Edward F. Coppinger is an American politician who represented the 10th Suffolk District in the Massachusetts House of Representatives from 2011 to 2023. The district covers all of West Roxbury, South Brookline, and a portion of Roslindale. He lives in West Roxbury, Massachusetts with his wife and four daughters.

== Personal life ==
Coppinger is the son of former state representative Francis X. Coppinger. He is a life-long resident of West Roxbury and has long been active in the community, from coaching teams in local sports leagues to serving on the board of West Roxbury Main Streets. In March 2008, Coppinger partnered with his friend, John Fitzgerald, to build and publish the website, www.parkwayboston.com, a local news website where parents could find information about local sports leagues and events for their children.

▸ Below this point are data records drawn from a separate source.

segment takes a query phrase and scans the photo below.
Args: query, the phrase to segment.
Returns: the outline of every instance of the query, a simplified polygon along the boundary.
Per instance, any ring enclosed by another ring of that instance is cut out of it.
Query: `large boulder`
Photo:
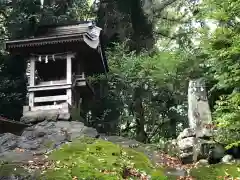
[[[19,137],[11,134],[4,133],[0,135],[0,153],[11,151],[18,146]]]
[[[84,135],[96,137],[98,132],[94,128],[84,126],[81,122],[43,121],[25,128],[21,136],[11,133],[1,134],[0,160],[31,159],[34,154],[44,154]],[[17,149],[21,150],[21,153]]]

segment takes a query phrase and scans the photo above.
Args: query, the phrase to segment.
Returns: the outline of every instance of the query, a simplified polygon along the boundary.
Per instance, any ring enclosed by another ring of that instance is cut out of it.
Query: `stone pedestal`
[[[37,110],[30,111],[29,106],[23,107],[23,116],[21,117],[21,122],[26,124],[35,124],[37,122],[51,120],[65,120],[68,121],[71,119],[71,107],[68,103],[61,104],[60,109],[51,109],[51,110]]]

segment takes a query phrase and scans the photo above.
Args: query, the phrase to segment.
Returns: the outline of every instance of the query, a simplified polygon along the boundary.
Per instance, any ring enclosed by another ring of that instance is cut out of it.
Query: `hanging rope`
[[[49,59],[55,61],[57,57],[59,56],[64,56],[67,55],[70,52],[64,52],[64,53],[56,53],[56,54],[31,54],[32,56],[34,56],[36,59],[38,59],[39,62],[42,61],[42,57],[45,57],[45,63],[48,63]]]

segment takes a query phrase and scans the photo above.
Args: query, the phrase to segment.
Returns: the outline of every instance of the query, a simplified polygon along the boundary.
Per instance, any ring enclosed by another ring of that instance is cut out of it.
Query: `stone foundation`
[[[45,120],[57,121],[71,119],[71,108],[67,103],[62,104],[60,109],[31,111],[28,106],[23,108],[23,116],[20,121],[26,124],[34,124]]]

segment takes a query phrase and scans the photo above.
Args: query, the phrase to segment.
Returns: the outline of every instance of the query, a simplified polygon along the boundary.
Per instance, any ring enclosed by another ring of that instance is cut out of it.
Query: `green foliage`
[[[155,170],[150,160],[133,149],[122,148],[103,140],[80,138],[73,143],[55,150],[50,156],[54,167],[41,178],[50,179],[123,179],[126,168],[136,168],[148,174],[158,174],[164,179],[160,170]]]
[[[200,167],[192,169],[190,174],[197,180],[204,179],[225,179],[228,178],[239,178],[239,164],[216,164],[210,167]]]
[[[203,33],[202,49],[208,55],[208,76],[215,81],[212,96],[216,96],[214,119],[218,125],[216,139],[226,144],[240,138],[240,64],[237,14],[240,1],[205,0],[201,5],[201,20],[216,25]],[[208,37],[208,42],[204,37]]]

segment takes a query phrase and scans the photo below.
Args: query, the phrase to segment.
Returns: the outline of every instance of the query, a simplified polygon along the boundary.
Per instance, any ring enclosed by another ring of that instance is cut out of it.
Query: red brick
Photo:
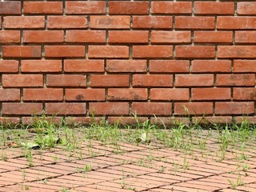
[[[89,46],[89,58],[129,57],[129,47],[126,46]]]
[[[3,74],[3,87],[42,86],[42,74]]]
[[[219,16],[217,18],[217,28],[219,30],[254,30],[255,17]]]
[[[41,58],[39,46],[3,46],[3,58]]]
[[[6,16],[4,18],[6,29],[42,29],[44,16]]]
[[[20,14],[22,13],[21,1],[8,1],[0,2],[0,14]]]
[[[66,30],[66,42],[106,42],[104,30]]]
[[[146,60],[106,60],[106,71],[108,72],[146,72]]]
[[[110,30],[110,43],[147,43],[149,32],[144,30]]]
[[[46,58],[85,57],[84,46],[45,46]]]
[[[215,58],[215,46],[177,46],[176,58]]]
[[[218,86],[254,86],[254,74],[217,74],[216,85]]]
[[[194,31],[194,42],[230,42],[233,41],[232,31]]]
[[[62,89],[24,89],[24,101],[62,101]]]
[[[149,10],[148,2],[109,2],[110,14],[148,14]]]
[[[48,74],[47,86],[86,86],[86,76],[82,74]]]
[[[188,73],[190,62],[187,60],[150,60],[150,72]]]
[[[175,17],[176,29],[210,30],[214,29],[214,17],[206,16],[177,16]]]
[[[22,72],[61,72],[61,60],[22,60]]]
[[[213,109],[212,102],[175,102],[174,104],[175,114],[212,114]]]
[[[214,74],[176,74],[175,86],[213,86]]]
[[[106,2],[66,2],[67,14],[95,14],[106,13]]]
[[[62,2],[24,2],[24,14],[62,14]]]
[[[48,16],[49,29],[78,29],[87,27],[85,16]]]
[[[256,2],[241,2],[237,4],[237,14],[240,15],[255,15]]]
[[[127,74],[92,74],[90,76],[90,86],[98,87],[128,87],[129,78]]]
[[[190,2],[152,2],[153,14],[191,14]]]
[[[125,115],[129,114],[128,102],[90,102],[90,114]]]
[[[196,14],[234,14],[234,3],[224,2],[195,2]]]
[[[2,114],[33,115],[42,112],[42,103],[3,102],[2,105]]]
[[[172,104],[170,102],[134,102],[131,111],[138,115],[170,115]]]
[[[24,30],[23,42],[63,42],[62,30]]]
[[[104,89],[66,89],[66,101],[105,101]]]
[[[134,74],[133,86],[154,87],[173,86],[173,75],[171,74]]]
[[[103,60],[65,59],[65,72],[104,72]]]
[[[230,100],[230,88],[192,88],[192,101]]]
[[[91,29],[129,29],[130,16],[90,16]]]
[[[122,89],[111,88],[108,89],[107,99],[112,101],[121,100],[146,100],[147,89]]]
[[[153,30],[151,32],[152,43],[186,43],[190,41],[190,31]]]
[[[189,89],[151,89],[150,100],[189,101]]]
[[[191,69],[193,73],[228,73],[231,72],[231,61],[194,60]]]
[[[170,29],[173,26],[171,16],[134,16],[133,28]]]
[[[255,60],[234,60],[234,72],[235,73],[255,73]]]
[[[86,103],[46,103],[46,114],[86,114]]]
[[[20,42],[21,34],[18,30],[0,30],[0,43]]]
[[[0,73],[17,73],[18,62],[14,60],[0,60]]]
[[[19,102],[20,90],[19,89],[0,89],[1,102]]]
[[[172,58],[172,46],[134,46],[133,58]]]
[[[254,102],[216,102],[216,114],[249,114],[254,113]]]

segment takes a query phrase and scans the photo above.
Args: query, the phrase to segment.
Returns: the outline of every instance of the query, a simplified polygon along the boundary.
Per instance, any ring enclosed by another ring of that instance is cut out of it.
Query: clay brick
[[[110,43],[147,43],[149,32],[144,30],[110,30]]]
[[[133,28],[134,29],[170,29],[173,26],[171,16],[134,16]]]
[[[232,31],[194,31],[194,42],[230,42],[232,43]]]
[[[254,74],[217,74],[218,86],[254,86]]]
[[[152,43],[189,43],[191,41],[190,31],[153,30]]]
[[[106,71],[139,73],[146,71],[146,60],[106,60]]]
[[[256,2],[252,1],[238,2],[237,14],[240,15],[256,15]]]
[[[172,104],[170,102],[134,102],[131,112],[138,115],[167,115],[171,114]]]
[[[127,115],[129,114],[128,102],[90,102],[90,114]]]
[[[110,100],[110,101],[146,100],[147,99],[147,89],[110,88],[110,89],[108,89],[107,99]]]
[[[189,89],[151,89],[150,100],[158,101],[189,101]]]
[[[133,86],[154,87],[173,86],[173,75],[171,74],[134,74]]]
[[[255,17],[217,17],[217,28],[219,30],[254,30]]]
[[[230,88],[192,88],[192,101],[230,100]]]
[[[86,114],[86,103],[46,103],[46,114]]]
[[[104,72],[103,60],[65,59],[65,72]]]
[[[195,2],[196,14],[234,14],[234,3],[224,2]]]
[[[66,30],[66,42],[106,42],[106,31],[104,30]]]
[[[110,14],[148,14],[149,10],[148,2],[109,2]]]
[[[3,87],[40,87],[42,86],[42,74],[3,74]]]
[[[177,46],[176,58],[213,58],[215,47],[211,46]]]
[[[106,2],[66,2],[66,14],[95,14],[106,13]]]
[[[254,102],[216,102],[216,114],[250,114],[254,113]]]
[[[127,74],[92,74],[90,76],[90,86],[93,87],[128,87],[129,78]]]
[[[90,16],[91,29],[129,29],[130,16]]]
[[[63,42],[62,30],[24,30],[23,42]]]
[[[49,29],[79,29],[87,27],[85,16],[48,16]]]
[[[23,90],[24,101],[62,101],[63,90],[62,89],[24,89]]]
[[[34,73],[34,72],[61,72],[61,60],[22,60],[22,72]]]
[[[19,102],[20,90],[19,89],[0,89],[1,102]]]
[[[3,58],[41,58],[39,46],[3,46]]]
[[[231,72],[230,60],[194,60],[193,73],[229,73]]]
[[[0,14],[20,14],[22,13],[21,1],[8,1],[0,2]]]
[[[214,29],[214,17],[177,16],[175,17],[175,29]]]
[[[191,14],[190,2],[152,2],[153,14]]]
[[[21,34],[18,30],[0,30],[0,43],[20,42]]]
[[[187,60],[150,60],[150,72],[188,73],[190,62]]]
[[[17,73],[18,62],[14,60],[0,60],[0,73]]]
[[[85,57],[84,46],[45,46],[46,58]]]
[[[16,115],[41,114],[42,112],[42,103],[15,103],[3,102],[2,114]]]
[[[104,89],[66,89],[66,101],[105,101]]]
[[[42,29],[45,27],[44,16],[6,16],[4,17],[6,29]]]
[[[176,74],[176,86],[213,86],[214,74]]]
[[[89,46],[89,58],[122,58],[129,57],[129,47],[126,46]]]
[[[82,74],[48,74],[47,86],[86,86],[86,76]]]
[[[172,46],[134,46],[133,58],[172,58]]]
[[[212,114],[213,108],[214,105],[212,102],[175,102],[174,114],[186,115]]]
[[[27,14],[62,14],[61,2],[24,2],[23,12]]]

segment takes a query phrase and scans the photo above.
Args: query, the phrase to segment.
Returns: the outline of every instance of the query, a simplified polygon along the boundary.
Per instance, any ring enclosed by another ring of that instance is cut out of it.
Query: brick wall
[[[0,14],[0,122],[255,121],[255,2],[2,1]]]

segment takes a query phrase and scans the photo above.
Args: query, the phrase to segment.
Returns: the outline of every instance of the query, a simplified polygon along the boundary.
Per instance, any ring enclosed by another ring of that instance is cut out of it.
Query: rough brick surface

Coppinger stopped working on the site once he announced his plans to run for office in order to prevent any concerns over conflict of interest.

== 2010 Campaign ==
He defeated five opponents in a Democratic primary on September 14, 2010, garnering nearly 2,600 votes with the runner-up finishing with over 1,500 votes. Coppinger's results were strongest in the Boston part of the 10th Suffolk District where 2,461 votes were cast in his favor. Kelly Tynan, the second place candidate in the Boston part of the district ended up with 1194 votes.

== First Term in Office ==
For his first term in the House of Representatives, Coppinger served on the Joint Committees on Housing, Elder Affairs and State Administration and Regulatory Oversight. After a year in office, he was moved to the Joint Committee on Financial Services.

In addition to actively working on legislation and the state budget at the State House, Coppinger stayed very active in local community matters. After the Irish Social Club in West Roxbury suddenly announced that it was going to close, Coppinger joined with many local residents and Club members to keep the club open. Coppinger chaired the Fundraising Committee charged with kickstarting the fundraising efforts necessary to keep the Club open on a permanent basis. The successful Save the Irish Social Club Fundraiser staved off closure and the Club continues to thrive. In December, 2011, Coppinger and his friend Keith Barry noticed that West Roxbury did not have any Christmas decorations, so they worked together to raise funds to purchase wreaths and bows and put them on street light fixtures along Centre Street in West Roxbury.